Sjau fylkjum kom silkis
(snúnaðr vas þat) brúna
geymir grundar síma
grandvarr und sik (landi).

{Grandvarr geymir {síma silkis {grundar brúna}}} kom sjau fylkjum und sik; þat vas snúnaðr landi.

{The damage-wary keeper {of the silken band {of the land of the brows}}} [HEAD > HEADBAND > RULER] brought seven fylki under himself; that was a change for the better for the land.

Mss: (139v), 39(5va), F(23ra), J1ˣ(81r), J2ˣ(76r) (Hkr); 61(11ra), 53(9ra), 54(5ra), Bb(14vb), 62(3vb), Flat(11va) (ÓT)
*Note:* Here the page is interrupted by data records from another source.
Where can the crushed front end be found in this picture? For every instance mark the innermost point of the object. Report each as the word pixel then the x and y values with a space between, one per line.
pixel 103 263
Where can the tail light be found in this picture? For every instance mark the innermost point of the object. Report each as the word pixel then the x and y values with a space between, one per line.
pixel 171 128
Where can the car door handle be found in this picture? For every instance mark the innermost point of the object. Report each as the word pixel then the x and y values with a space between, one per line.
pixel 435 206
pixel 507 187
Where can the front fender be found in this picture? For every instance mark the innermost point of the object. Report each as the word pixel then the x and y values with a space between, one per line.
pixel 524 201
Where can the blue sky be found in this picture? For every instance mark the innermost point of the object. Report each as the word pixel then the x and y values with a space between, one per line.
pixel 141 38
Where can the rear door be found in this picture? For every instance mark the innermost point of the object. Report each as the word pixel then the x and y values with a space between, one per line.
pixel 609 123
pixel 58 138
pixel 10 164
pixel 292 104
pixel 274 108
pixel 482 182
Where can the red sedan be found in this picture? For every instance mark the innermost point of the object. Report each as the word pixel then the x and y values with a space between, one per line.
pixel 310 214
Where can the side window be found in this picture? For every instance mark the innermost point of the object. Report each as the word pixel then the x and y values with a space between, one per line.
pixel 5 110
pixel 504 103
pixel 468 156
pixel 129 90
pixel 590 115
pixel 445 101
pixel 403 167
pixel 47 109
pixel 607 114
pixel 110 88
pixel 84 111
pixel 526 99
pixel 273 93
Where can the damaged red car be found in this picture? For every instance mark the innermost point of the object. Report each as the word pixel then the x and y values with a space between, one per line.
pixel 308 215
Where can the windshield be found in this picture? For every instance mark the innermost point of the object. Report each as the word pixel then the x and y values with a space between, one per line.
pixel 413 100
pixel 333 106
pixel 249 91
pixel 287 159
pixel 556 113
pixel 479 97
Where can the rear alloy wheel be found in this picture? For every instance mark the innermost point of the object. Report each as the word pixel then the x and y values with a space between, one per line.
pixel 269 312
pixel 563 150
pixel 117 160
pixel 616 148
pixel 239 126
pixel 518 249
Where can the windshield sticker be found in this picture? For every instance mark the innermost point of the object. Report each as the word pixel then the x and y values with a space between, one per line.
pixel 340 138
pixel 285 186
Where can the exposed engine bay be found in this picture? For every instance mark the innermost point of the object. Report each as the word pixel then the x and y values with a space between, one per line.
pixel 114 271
Readings: [1] silkis: fylkir 53, ‘sylkis’ 54, Bb    [2] snúnaðr: ‘snuðaðr’ J1ˣ, ‘f(ra)naðr’(?) 53, ‘sniviadr’ Bb, svarr maðr 62, Flat;    þat: þar Bb;    brúna: ‘briuna’ 54, ‘brynnia’ Bb, ‘barma’ 62, Flat    [3] grundar: gegn at 53, granda 54, Bb;    síma: sinnar J1ˣ, sínum 53, sinna Bb, seima 62    [4] grand‑: ‘gund‑’ 54, Bb

Editions: Skj: Einarr Helgason skálaglamm, 3. Vellekla 14: AI, 125, BI, 119, Skald I, 67; Hkr 1893-1901, I, 280, IV, 72-3; ÍF 26, 241, Hkr 1991, I, 160 (ÓTHkr ch. 16), F 1871, 105; Fms 1, 91; Fms 12, 33-4, ÓT 1958-2000, I, 98 (ch. 55), Flat 1860-8, I, 86.

Context: The stanza is cited as evidence that Hákon jarl had conquered the entire country.
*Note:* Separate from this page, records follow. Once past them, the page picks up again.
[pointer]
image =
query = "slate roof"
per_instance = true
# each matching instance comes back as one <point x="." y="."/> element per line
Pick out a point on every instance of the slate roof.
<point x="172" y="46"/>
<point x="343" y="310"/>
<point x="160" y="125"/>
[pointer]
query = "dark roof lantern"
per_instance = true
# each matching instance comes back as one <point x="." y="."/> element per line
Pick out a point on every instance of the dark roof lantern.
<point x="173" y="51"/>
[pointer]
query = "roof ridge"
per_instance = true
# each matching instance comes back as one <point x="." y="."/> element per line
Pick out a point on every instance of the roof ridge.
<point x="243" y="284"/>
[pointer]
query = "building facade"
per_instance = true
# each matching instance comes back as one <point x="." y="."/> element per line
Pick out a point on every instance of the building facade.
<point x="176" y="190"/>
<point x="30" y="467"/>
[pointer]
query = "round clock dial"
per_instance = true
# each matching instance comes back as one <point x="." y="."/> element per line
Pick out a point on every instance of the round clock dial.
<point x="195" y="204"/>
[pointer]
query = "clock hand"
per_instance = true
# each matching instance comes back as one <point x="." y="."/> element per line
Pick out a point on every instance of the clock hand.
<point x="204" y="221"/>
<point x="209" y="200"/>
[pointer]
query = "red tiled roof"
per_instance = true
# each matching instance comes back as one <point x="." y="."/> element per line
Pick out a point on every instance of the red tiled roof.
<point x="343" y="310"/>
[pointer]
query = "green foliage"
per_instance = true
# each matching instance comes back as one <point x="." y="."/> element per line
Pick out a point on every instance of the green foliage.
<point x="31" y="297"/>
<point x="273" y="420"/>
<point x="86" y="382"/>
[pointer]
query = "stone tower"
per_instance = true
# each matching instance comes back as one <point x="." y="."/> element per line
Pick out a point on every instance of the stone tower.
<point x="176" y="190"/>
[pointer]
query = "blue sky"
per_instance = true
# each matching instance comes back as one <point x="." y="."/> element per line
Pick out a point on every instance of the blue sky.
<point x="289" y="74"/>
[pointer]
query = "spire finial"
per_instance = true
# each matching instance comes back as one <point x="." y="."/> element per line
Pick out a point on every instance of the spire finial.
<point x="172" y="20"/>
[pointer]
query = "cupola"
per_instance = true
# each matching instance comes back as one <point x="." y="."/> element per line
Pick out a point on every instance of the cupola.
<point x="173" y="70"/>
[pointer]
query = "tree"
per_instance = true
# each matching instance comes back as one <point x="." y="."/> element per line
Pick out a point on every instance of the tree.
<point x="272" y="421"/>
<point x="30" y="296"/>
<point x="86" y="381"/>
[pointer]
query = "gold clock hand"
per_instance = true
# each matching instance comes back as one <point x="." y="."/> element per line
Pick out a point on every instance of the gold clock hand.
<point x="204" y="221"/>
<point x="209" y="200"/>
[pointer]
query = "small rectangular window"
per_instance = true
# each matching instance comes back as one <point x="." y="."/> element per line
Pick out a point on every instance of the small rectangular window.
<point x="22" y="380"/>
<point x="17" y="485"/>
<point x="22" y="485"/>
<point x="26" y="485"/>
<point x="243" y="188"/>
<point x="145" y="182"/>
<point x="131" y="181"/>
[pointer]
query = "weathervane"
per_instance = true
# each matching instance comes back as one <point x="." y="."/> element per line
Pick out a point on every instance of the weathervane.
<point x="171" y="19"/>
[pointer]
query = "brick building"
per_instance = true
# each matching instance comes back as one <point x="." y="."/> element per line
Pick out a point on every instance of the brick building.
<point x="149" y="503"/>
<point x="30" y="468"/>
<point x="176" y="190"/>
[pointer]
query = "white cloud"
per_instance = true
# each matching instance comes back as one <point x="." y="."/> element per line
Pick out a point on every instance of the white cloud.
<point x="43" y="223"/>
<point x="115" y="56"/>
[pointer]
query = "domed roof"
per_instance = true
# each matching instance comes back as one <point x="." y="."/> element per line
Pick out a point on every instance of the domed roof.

Notes: [1] sjau fylkjum ‘seven fylki’: The term fylki denotes a community under the law centred around a þing ‘assembly’, and applies by extension to the geographical area under a particular jurisdiction. Information on which seven fylki might be meant here can be gleaned from reports on the rule of Hákon jarl. Eyv Hál 12/2 indicates that Hákon’s rule extended to settlements of the Egðir, the people of Agðir (Agder). This would include the following seven fylki, excluding Þrœndalǫg (Trøndelag), Hákon’s native region: Raumsdalr (Romsdalen), Norðmœrr (Nordmøre) and Sunnmœrr (Sunnmøre), the three peripheral districts that later combined with Þrœndalǫg to form the Frostuþingslǫg, plus Rogaland, Hǫrðaland (Hordaland), Sogn and Firðafylki (Fjordane), the four districts of Gulaþingslǫg (see Indrebø 1931, 43-4). These are also the same fylki given to Hákon by the Danish king Haraldr blátǫnn according to Hkr (ÍF 26, 240). However, the present stanza of Vell portrays this as an autonomous expansion on the part of Hákon. — [1, 2, 3] síma silkis grundar brúna ‘of the silken band of the land of the brows [HEAD > HEADBAND]’: Silk had been imported from Byzantium, and to a lesser extent from China, since the C8th (Mayerhofer 2005, 122-3). Clothing, headdresses, and headbands made of silk have been recovered from graves, especially in Birka (Sweden) and in Mammen (Jutland), in which decorative ornaments of silver, gold and silk are taken to have symbolized social standing (Hägg 1991; Hägg 2000, 619). The silk band worn by Hákon jarl must indicate high status, but it is uncertain whether it was specifically the emblem of a ruler (so Konráð Gíslason 1895-7, I, 120; Ohlmarks 1958, 371). KormǪ Sigdr 3/1III and Egill Arkv 19/1-4V (Eg 115) mention similar bands but do not resolve the issue. — [4] grandvarr ‘damage-wary’: Konráð Gíslason (1895-7, I, 119) and Finnur Jónsson (Hkr 1893-1901, IV; Skj B; LP: grandvarr) translate the adj. as retfærdig, retskaffen ‘just, upright’. However, it probably does not refer to moral integrity but to Hákon jarl’s duty to defend his country. This is also supported by the intercalary clause þat vas snúnaðr landi ‘that was a change for the better for the land’ (Marold 1993c, 102-3). Cf. also the phrase on the Karlevi memorial stone (Run Öl 1/8VI) which proclaims that no ruler in Denmark shall be ørgrandari ‘more unharmful’ than the one commemorated in the inscription.